La semaine dernière, j’évoquais dans cette chronique l’engrenage d’une confrontation totale entre les Etats-Unis et la Chine qui se dessine. Totale car l’idéologie revient au premier plan pour définir les sphères d’influence entre puissances. L’ère de la globalisation économique qui semblait effacer les différences politiques est derrière nous. L’impact de ce conflit sera donc forcément mondial. Et il se jouera principalement entre Washington et Pékin. A moins que l’Europe n'en décide autrement.

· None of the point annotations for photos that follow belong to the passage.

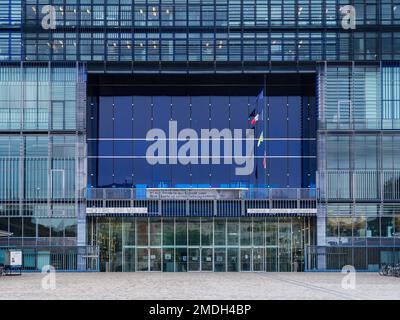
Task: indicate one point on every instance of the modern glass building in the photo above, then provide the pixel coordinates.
(200, 135)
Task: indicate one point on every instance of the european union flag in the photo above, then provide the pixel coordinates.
(260, 96)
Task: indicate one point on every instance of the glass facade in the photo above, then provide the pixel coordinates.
(42, 149)
(118, 157)
(358, 170)
(80, 88)
(204, 31)
(201, 244)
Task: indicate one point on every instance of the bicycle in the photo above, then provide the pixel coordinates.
(392, 270)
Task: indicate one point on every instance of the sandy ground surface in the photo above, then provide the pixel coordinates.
(199, 286)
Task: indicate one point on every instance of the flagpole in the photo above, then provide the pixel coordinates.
(265, 129)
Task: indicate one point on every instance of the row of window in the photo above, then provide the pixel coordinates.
(234, 46)
(361, 152)
(210, 13)
(362, 227)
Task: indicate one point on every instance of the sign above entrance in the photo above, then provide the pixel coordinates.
(194, 194)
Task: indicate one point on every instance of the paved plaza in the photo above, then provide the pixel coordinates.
(197, 286)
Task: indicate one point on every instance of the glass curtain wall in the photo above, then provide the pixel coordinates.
(201, 244)
(42, 151)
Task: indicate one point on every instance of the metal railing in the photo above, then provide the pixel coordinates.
(200, 194)
(362, 258)
(78, 258)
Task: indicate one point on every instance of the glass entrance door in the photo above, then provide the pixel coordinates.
(245, 260)
(155, 259)
(258, 259)
(206, 260)
(233, 260)
(142, 259)
(128, 262)
(194, 259)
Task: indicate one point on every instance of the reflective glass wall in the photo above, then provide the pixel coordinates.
(283, 139)
(201, 244)
(42, 154)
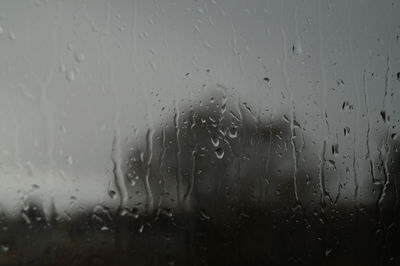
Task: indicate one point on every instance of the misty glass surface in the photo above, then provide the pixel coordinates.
(202, 132)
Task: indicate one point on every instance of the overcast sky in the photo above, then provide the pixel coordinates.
(76, 74)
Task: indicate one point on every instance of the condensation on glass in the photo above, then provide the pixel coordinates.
(211, 132)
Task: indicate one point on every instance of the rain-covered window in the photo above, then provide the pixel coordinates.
(199, 132)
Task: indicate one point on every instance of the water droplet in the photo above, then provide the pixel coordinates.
(112, 193)
(346, 131)
(70, 160)
(5, 248)
(11, 35)
(335, 149)
(70, 75)
(214, 141)
(297, 49)
(79, 57)
(385, 116)
(233, 133)
(220, 153)
(328, 251)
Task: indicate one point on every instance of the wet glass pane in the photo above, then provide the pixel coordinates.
(205, 132)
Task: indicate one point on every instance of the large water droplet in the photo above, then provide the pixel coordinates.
(70, 75)
(215, 141)
(220, 153)
(79, 57)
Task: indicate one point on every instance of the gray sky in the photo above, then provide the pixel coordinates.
(75, 73)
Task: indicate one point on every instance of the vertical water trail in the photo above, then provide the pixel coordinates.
(368, 136)
(384, 151)
(116, 145)
(292, 105)
(355, 86)
(160, 166)
(149, 157)
(16, 137)
(48, 133)
(325, 133)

Vis-à-vis de la Chine, les Européens reviennent de loin. Après avoir nourri durant un quart de siècle l’espoir de voir le «plus grand marché du monde» s’ouvrir et se réformer, comme le promettait Deng Xiaoping, ils déchantent à leur tour, avec un temps de retard sur les Etats-Unis. L’attente européenne d’une Chine qui s’arrime peu à peu aux règles internationales – et aux idées qui les sous-tendent – était-elle illusoire? C’est un autre débat. Le fait est que Pékin avance résolument, et avec de plus en plus d’influence, dans une direction qui l’éloigne non seulement des valeurs européennes, mais d’une gouvernance mondiale défendue par le Vieux-Continent.

Le désenchantement

Face au conflit sino-américain qui se dessine, ces mêmes Européens veulent toujours croire qu’ils pourront représenter une troisième force, voire jouer le rôle de pont entre Pékin et Washington. Cette ambition est légitime. Elle est aussi trompeuse. Après avoir embrassé le marché chinois sans compter, les capitales européennes, constatant leurs déficits commerciaux, le maintien des barrières chinoises et l’appétit nouveau des capitaux chinois pour les entreprises du continent, se sont rassemblées derrière un nouveau rempart: celui de la réciprocité. L’Europe demande en retour à Pékin ce qu’elle a accordé à la Chine durant des années. Ce que la Chine permet, l’Europe le permettra. Ce que la Chine interdit, l’Europe l’interdira à la Chine. C’est d’une logique limpide.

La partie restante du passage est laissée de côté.